Für die Grundlagen ein Buch oder tutorial,  danach selbst Programmbeispiele ausdenken und umsetzen. So gewinnt man meiner Meinung nach am besten Erfahrung dazu,  da man auch immer wieder auf Probleme stößt, die einem in Büchern nicht beigebracht werden.


----------



## Gast2 (19. Jan 2013)

ich denke mal Buch ist immer besser als Video. Denn die visuellen Typen nehmen durch Bücher mehr auf als durch Videos, und ich denke man kann auch besser querlesen um Zusammenhänge besser zu verstehen.
Bin selber mithilfe von Büchern von C++ auf Java umgestiegen. Wichtig sind natürlich aber auch Übungsbeispiele.


----------



## esch esch (19. Jan 2013)

danke für die antworten leute


----------



## Fab1 (20. Jan 2013)

Ob Buch oder Video, diese Frage kann dir keiner von uns wirklich beantworten. Das weißt nur du. Man kann höchstens die Vor- und Nachteile vergleichen.

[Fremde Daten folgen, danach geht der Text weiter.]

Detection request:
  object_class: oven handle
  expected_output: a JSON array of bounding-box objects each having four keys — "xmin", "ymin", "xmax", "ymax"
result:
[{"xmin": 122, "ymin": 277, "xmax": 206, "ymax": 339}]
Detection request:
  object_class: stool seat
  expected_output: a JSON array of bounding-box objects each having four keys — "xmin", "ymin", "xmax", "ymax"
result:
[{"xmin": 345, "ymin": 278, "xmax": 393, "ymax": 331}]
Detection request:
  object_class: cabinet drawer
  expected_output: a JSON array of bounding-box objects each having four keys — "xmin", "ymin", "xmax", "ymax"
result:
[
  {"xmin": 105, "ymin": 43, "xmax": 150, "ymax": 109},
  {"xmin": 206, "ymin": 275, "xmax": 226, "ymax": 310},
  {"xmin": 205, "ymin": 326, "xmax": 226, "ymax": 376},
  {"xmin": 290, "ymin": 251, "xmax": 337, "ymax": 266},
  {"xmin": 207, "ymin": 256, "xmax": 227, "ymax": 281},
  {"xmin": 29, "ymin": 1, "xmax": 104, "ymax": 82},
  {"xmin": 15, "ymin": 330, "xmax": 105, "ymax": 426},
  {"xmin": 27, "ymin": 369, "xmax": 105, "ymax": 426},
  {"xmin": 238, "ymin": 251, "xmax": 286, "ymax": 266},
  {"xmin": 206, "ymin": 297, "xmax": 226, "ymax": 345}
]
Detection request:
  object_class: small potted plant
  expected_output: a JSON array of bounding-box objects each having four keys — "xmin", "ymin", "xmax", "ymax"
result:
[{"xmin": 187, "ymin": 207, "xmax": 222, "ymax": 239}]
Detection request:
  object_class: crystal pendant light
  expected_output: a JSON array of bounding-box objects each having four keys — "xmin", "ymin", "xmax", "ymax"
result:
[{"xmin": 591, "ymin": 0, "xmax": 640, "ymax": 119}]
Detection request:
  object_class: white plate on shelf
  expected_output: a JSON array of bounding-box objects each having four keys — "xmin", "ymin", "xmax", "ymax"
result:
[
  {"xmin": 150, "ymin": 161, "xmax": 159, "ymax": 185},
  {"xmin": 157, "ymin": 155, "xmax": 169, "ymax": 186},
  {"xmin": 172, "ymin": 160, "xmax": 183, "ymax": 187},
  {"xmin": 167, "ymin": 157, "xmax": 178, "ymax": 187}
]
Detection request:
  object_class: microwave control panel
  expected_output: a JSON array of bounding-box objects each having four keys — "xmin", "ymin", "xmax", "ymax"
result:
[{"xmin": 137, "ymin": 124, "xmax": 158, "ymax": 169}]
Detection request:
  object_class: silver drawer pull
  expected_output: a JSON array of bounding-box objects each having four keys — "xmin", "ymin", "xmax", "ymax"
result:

Bei Büchern kann man Querlesen, wie bereits beschrieben. Man kann Dinge auch einfach leichter Nachschlagen. Allerdings ist das Bücher lesen meines Erachtens auch zeitaufwendiger. Videos hingegen lassen ohne großen Aufwand anschauen, dadurch verfällt man aber vielleicht auch eher in die Passivität und bekommt somit nicht mehr so viel mit. Wie man schon merkt, gibt hier hier einige Gründe, die im Vorfeld abzuwägen sind. Der wichtigste ist aber, wie du leichter lernst. Denke einfach mal nochmal gründlich darüber nach.

Meine persönlichen Empfehlungen wären:

Buch (Java von Kopf bis Fuß) hab ich selbst gelesen, war ein super Einstieg
Video (Javavideokurs.de von hdi) hab ich nicht angeschaut, aber die Meinungen der Forenmitglieder waren bisher durch und durch positiv. Wird wohl dann was wahres dran sein. 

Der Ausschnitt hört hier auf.